A paradox affects machine-learning models. It will often give the right answer, but its designers often can’t explain how. That doesn’t make them completely inscrutable. A small but growing industry is emerging that monitors how these systems work. Their most popular task: Improve an AI model’s performance. Companies that use them also want to make sure their AI isn’t making biased decisions when, for example, sifting through job applications or granting loans.
In a lot of ways, the reputation of AI’s black box for impenetrability has been exaggerated, according to Aporia’s chief executive officer, Liran Hosan. With the right technology, you can even — potentially — unpick the ultra-complicated language models that underpin social-media firms, in part because in computing, even language can be represented by numerical code. Finding out how an algorithm might be spreading hate speech, or failing to tackle it, is certainly harder than spotting mistakes in the numerical data that represent loans, but it’s possible. And European regulators are going to try.
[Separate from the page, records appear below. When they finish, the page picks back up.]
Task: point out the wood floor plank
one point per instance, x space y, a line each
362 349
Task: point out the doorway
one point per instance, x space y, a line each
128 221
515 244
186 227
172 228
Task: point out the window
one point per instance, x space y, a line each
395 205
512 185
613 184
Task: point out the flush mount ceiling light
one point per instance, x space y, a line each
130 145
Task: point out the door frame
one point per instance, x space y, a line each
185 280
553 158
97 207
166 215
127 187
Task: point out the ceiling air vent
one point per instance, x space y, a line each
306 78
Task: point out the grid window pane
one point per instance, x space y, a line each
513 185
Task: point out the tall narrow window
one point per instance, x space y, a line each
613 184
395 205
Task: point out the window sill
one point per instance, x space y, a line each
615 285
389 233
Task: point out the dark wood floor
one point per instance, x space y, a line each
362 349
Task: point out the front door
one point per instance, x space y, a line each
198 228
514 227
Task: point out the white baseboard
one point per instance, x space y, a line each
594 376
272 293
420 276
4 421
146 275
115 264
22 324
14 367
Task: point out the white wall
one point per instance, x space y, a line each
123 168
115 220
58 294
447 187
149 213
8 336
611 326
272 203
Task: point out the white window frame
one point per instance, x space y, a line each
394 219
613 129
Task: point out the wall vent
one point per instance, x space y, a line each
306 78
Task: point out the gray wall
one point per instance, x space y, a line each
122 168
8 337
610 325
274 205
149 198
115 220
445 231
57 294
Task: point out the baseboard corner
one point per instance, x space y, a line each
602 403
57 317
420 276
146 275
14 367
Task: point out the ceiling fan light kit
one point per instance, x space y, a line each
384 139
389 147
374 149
According to a spokesman for the European Commission, the upcoming Digital Services Act will require online platforms to undergo audits once a year to assess how “risky†their algorithms are to citizens. That may sometimes force firms to provide unprecedented access to information that many consider trade secrets: code, training data and process logs. (The commission said its auditors would be bound by confidentiality rules.)